教会に通わずに聖書を学びたい方のために No.21

宇田慧吾牧師

今日は、ローマの信徒への手紙10章1-4節を読みます。

10:01兄弟たち、わたしは彼らが救われることを心から願い、彼らのために神に祈っています。 10:02わたしは彼らが熱心に神に仕えていることを証ししますが、この熱心さは、正しい認識に基づくものではありません。 10:03なぜなら、神の義を知らず、自分の義を求めようとして、神の義に従わなかったからです。 10:04キリストは律法の目標であります、信じる者すべてに義をもたらすために。

 「よい」とはどういうことかが今回のテーマです。

 キーワードは「神の義と自分の義」です。

 まず、お話の背景として、パウロの経験をふりかえります。

 パウロはよく生きることにもともと熱心な人であったようです。有名な先生に師事したことや律法の実践に熱心であったと語っています。

 そのような熱心さの中でパウロには失敗経験がありました。それは、自分の正しさへの自負ゆえ自尊心を膨らませ、正しくないように見える他者を裁くという失敗でした。

 どんなに真剣に生きようとしていても、そのような「正しさ」は本当の「よい」生き方ではないとパウロは思うようになりました。

 逆に、本当の「よい」生き方は、自分に正しくない部分があることを受け入れ、他者を赦す生き方だと考えるようになりました。

 パウロがそのように変化したきっかけは、イエス・キリストに深く出会ったことでした。

 キリストは自分が「よい」と思う生き方をする人ではありませんでした。神が「よし」とする生き方を祈りながら求める人でした。

 キリストが示した神に「よし」とされる生き方は、自分の罪に気づき、神の赦しを知ることでした。

 「わたしにはその『罪』というものがよく分からない」

 「そんなに悪い生き方はしていない」

という方もおられるかと思います。それは自然な感じ方だと思います。

 「罪」の自覚は何かの出来事をきっかけに突発的に深まる場合もあれば、時間をかけて自分の罪深さを自覚していくという面もあります。

 私は、恥ずかしいことに洗礼を受けた頃には「罪」について無知でした。

 ただ、孤独感が深くなった時に「神さまはいつもそばにいてくれる」ということを実感し、このように自分を救ってくれた神さまのために生きていきたいと思って洗礼を受けたのでした。

 信仰を持ってから、自分の罪に向き合うようになりました。

 自分が簡単に孤独に戻り、人に頼って孤独を埋めようとすること。

 あの人のためにという無垢な気持ちと裏腹に自分の望む結果に固執すること。

 自分のプライドが壊れないように、てきとうな敵をつくって非難すること。

 ・・・

 思い起こせばいくつでも書けそうです。

 そういった自分のトンチンカンな部分には自分の内省では気づくことができませんでした。

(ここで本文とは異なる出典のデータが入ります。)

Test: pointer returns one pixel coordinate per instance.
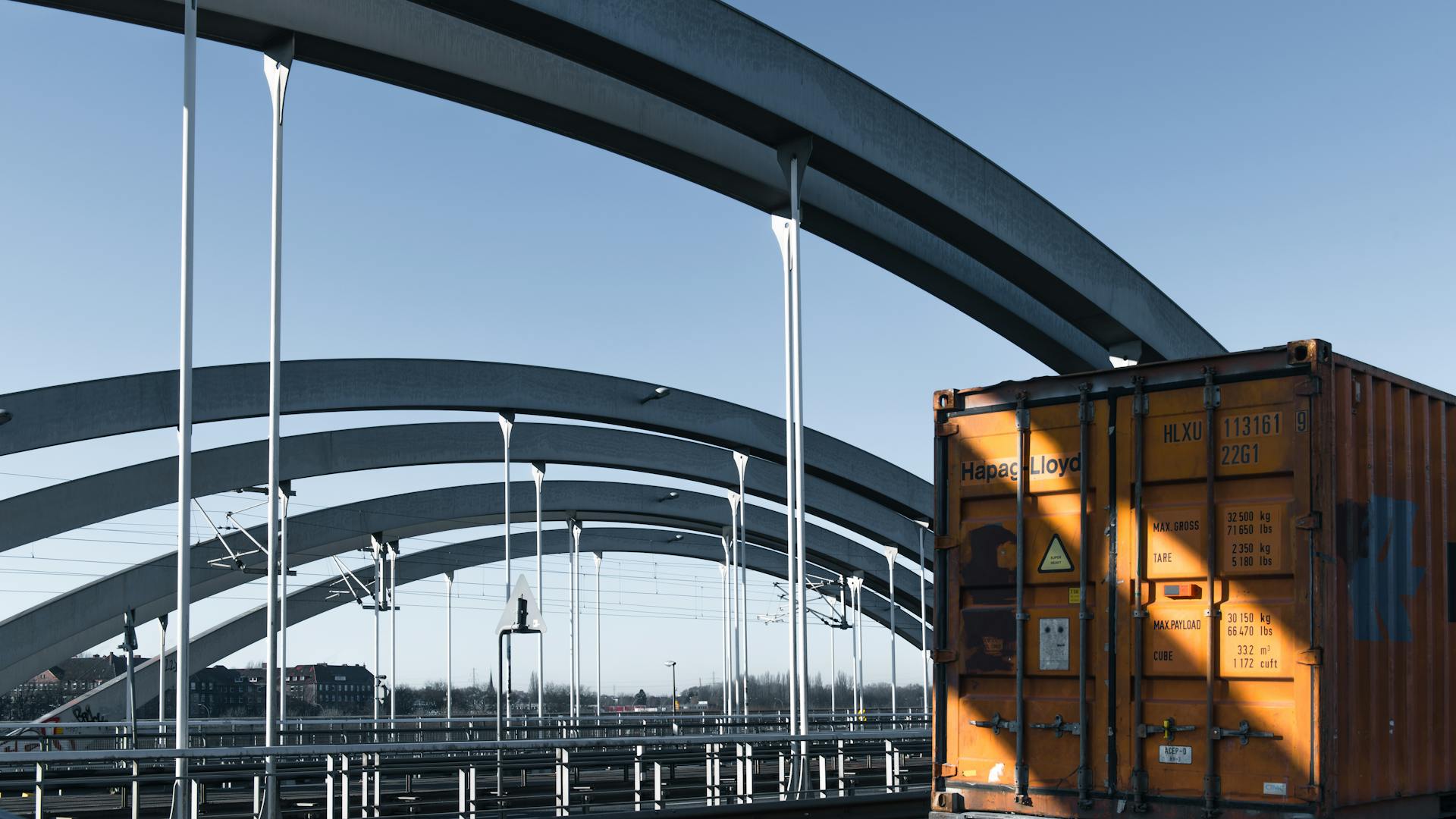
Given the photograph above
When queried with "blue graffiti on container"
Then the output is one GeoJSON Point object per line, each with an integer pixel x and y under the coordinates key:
{"type": "Point", "coordinates": [1385, 573]}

 教会や生活の中で、成熟した人に出会うことで時間をかけて自分の罪に気づかされてきました。

 自分が経験している問題を、既にクリアしている人に出会うと、気づかされたり励まされたり見通しが立ったりします。

 信仰を持って生きるということは、イエス・キリストをその気づきの中心に置くということだと思います。

 聖書に記録されているキリストの生涯に向き合うと気づかされることが多いです。

 特に「罪」のこと、自分の罪を知り、その罪を神は赦していると知ると、不思議と励まされます。